You may have heard thousands of times how someone praises Haute Couture, those hyper exclusive garments that are only available to the most privileged.
However, do you really know what the concept of Haute Couture refers to?
Maybe you think that any refined garment made by a prestigious designer is part of this type of fashion but nothing could be more untrue. Haute Couture has its own standards that make it the very essence of luxury and exclusivity.
Literally Haute Couture, since the concept is French, refers to the high tailoring of garments.
The term comes up in the Parisian workshops of Charles Frederick Worth, in the middle of 19th century. He became the first artist in Haute Couture as we know today. This dressmaker, who although of English origin developed his entire career in France, was also a pioneer in something important in this sector: presenting his collections with models walking, that is, performing runways in famous spaces in the French capital. Thereafter, the city was increasingly filled up with small shops related to sewing (embroiderers, shoe and glove makers, hatters, etc.).
The Haute Couture “club” is very restrictive and anyone cannot belong to it. In fact, in France, the Haute Couture is included in the law and protected by it
The Chambre Syndicale de la Haute Couture (Haute Couture Union Chamber) It is the commission that is in charge of regulating and deciding which fashion brands are truly part of Haute Couture.
What are the requirements?
- Present a collection of at least fifty original designs to the public every fashion season
- Clothing must be completely handmade, tailor made and with valuable and original fabrics. The assistance of the sewing machine must be anecdotal and they must have at least twenty staff members full-time (the so-called petites-mains).
- Have at least two workshop in Paris
- Outfits must be designed made-to-order for private client this customer, the first buyer, can decide if the garment can be reproduced and ordered by new buyers, or on the contrary, that it remains its own and unique.
- The dressmaker who begins the work of a garment is the one who must finish it. This covers from the initial sketch to the catwalk.
- It has to be approved by the Federation.
All of this is especially required to ensure that Paris continues to be the fashion capital of the world.
That is why although sometimes we hear that we are dealing with haute couture garments, in general these will not be part of it. Haute couture garments are usually used on very specific catwalks, exhibitions and only in some cases are they for sale. Either way, it is difficult to establish a real value for such respected garments and for this reason it is often said that they are priceless.
Who are the members of true Haute Couture?
The list of these members is not permanent but is updated every year. Originally, the main members of the club were some such as Cristóbal Balenciaga, Coco Chanel, Christian Lacroix or Emilio Pucci.
In addition to Balenciaga, only five other Spanish names have ever been considered throughout their history as members of Haute Couture.
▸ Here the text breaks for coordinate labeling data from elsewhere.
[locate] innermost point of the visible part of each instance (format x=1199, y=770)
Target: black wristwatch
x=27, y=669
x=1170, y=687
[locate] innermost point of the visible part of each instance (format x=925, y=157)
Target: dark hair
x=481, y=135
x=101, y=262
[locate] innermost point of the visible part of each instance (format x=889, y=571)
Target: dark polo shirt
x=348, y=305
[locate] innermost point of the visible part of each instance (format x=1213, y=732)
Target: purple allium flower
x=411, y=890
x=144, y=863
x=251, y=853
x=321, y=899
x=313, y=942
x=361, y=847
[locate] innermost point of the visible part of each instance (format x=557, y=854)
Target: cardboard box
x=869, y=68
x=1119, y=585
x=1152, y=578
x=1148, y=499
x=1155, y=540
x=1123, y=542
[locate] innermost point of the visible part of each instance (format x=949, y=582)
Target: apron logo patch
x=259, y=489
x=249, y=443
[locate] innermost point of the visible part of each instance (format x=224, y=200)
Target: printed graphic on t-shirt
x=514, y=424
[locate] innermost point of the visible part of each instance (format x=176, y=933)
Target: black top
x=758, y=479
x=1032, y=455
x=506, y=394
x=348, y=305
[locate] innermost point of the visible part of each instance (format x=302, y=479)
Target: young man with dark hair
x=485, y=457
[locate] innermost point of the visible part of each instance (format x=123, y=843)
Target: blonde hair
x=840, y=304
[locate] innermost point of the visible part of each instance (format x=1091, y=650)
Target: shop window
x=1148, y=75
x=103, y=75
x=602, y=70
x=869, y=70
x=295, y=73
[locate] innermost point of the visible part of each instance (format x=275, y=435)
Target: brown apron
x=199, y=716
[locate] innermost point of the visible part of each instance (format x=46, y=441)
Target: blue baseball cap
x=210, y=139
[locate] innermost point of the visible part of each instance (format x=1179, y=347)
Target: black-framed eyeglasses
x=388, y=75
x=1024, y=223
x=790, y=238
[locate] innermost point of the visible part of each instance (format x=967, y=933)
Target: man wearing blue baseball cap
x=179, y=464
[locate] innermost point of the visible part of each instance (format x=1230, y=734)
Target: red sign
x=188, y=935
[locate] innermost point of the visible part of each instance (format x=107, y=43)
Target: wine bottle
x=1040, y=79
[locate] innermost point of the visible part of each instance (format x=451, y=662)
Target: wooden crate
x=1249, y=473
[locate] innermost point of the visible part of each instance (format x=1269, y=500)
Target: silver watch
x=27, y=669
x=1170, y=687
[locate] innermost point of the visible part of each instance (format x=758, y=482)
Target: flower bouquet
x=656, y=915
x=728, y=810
These are Paco Rabanne, Pertegaz and Josep Font, Antonio Castillo and Raphaël.
Currently in Spain we have a very important firm that is gaining more and more strength: Yolancris. This has already been tested to belong to the most famous club in Paris, although it is still waiting to pass some filters. Shakira, Lady Gaga or Rosalía are some of the celebrities who have had the honor to wear their designs
The official 2020 list is made up of the following fashion houses:
- Maison Rabih Kayrouz
- Giambattista Valli
- Alexis Mabille
- Stéphane Rolland
- Julien Fournié
- Alexandre Vauthier
- Maison Margiela
- Franck Sorbier
- Bouchra Jarra
- Jean Paul Gaultier
Other famous fashion brands are allowed to be part of Paris fashion week and present their designs as long as this is not done on the official calendar and, of course, never under the Haute Couture name.
They are called guest members, young and foreign brands that work outside of Paris such as Ralph & Russo, Antonio Grimaldi, Azzaro Couture, Georges Hobeika, Iris Van Herpen, Ulyana Sergeenko, Ronald Van Der Kemp, Zuhair Murad, Julie de Libran, Guo Pei, Aganovich, Aelis, Rahul Mishra, Xuan e Imane Ayissi, Elie Saab, Valentino, Giorgio Armani Privé and Viktor & Rolf.